Le MonsterVerse de Legendary devrait-il présenter une progéniture de la taille d'un Kaiju ?

Le MonsterVerse de Legendary devrait-il présenter une progéniture de la taille d’un Kaiju ?


Quand le MonsterVerse s’aventure dans la parentalité des géants

Avec l’univers cinématographique de Legendary, surnommé MonsterVerse, englobant des créatures emblématiques telles que Godzilla et King Kong, la multiplication des récits autour de ces titans fascinants ne cesse d’accroître l’enthousiasme des aficionados. « Monarch : Legacy of Monsters » offerte sur Apple TV+ permet de plonger encore plus profondément dans leurs légendes, alors que la nouvelle bande-annonce de « Godzilla x Kong : Le Nouvel Empire » promet une alliance inédite entre les deux mastodontes pour contrer une menace inédite. L’éventualité d’introduire une progéniture aux dimensions kaijuesques, telle que suggérée par l’apparition de Baby Kong, ravive une fascination singulière qui nous rappelle les itérations passées « fils de » de ces monstres dans les classiques du cinéma.

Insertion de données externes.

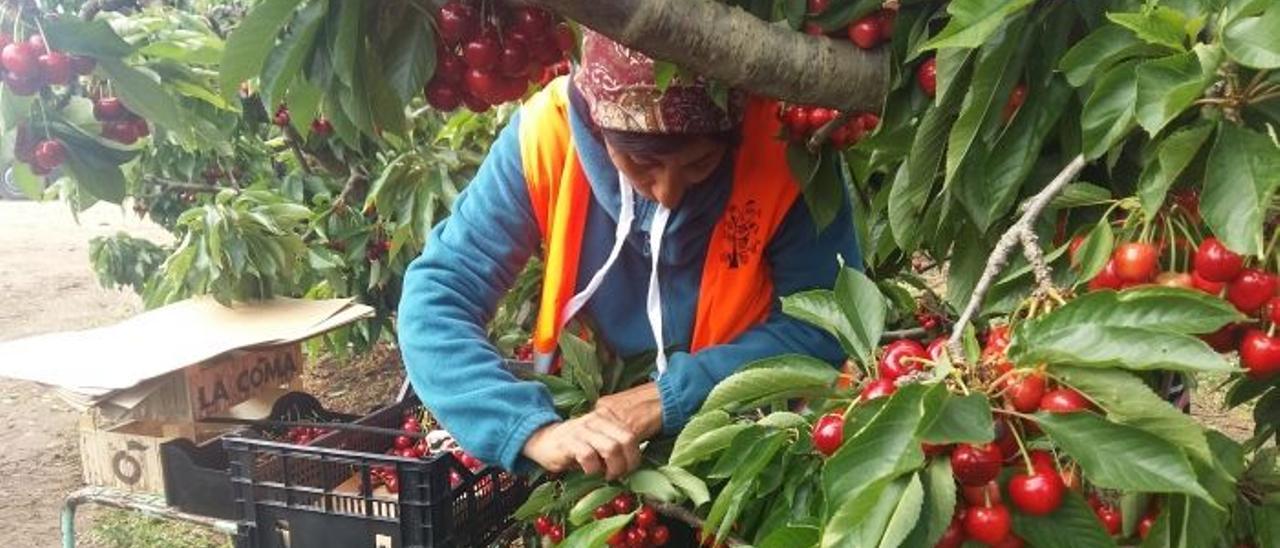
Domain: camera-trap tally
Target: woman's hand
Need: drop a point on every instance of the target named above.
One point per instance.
(594, 443)
(638, 409)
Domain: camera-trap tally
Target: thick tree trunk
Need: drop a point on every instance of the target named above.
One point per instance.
(732, 46)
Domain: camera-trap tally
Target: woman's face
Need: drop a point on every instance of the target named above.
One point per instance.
(666, 177)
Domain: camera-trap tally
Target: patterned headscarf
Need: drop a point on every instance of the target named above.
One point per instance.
(621, 92)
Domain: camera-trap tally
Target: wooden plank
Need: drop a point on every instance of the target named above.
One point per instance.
(216, 386)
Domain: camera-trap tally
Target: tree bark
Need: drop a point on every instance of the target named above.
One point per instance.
(735, 48)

Divergences culturelles dans la représentation des monstres géants

Le cinéma américain, friand de démonstrations visuelles et scéniques, distille une forme de divertissement où frissons et spectacle prédominent. À l’opposé, le Japon, berceau des Kaijus, infuse mensonges complexes et signifiants dans ces créatures, utilisant leur stature pour illustrer et critiquer les enjeux de société. La suspension de la production de « Shin Godzilla 2 », motivée par Toho pour s’investir dans son propre MonsterVerse contemporain, témoigne d’une stratégie similaire à celle de Marvel, tout en conservant un ancrage dans la tradition de narration monstrueuse japonaise. À cette diversité s’ajoute la trilogie animée de Godzilla sur Netflix, confirmant l’étendue créative du phénomène Godzilla.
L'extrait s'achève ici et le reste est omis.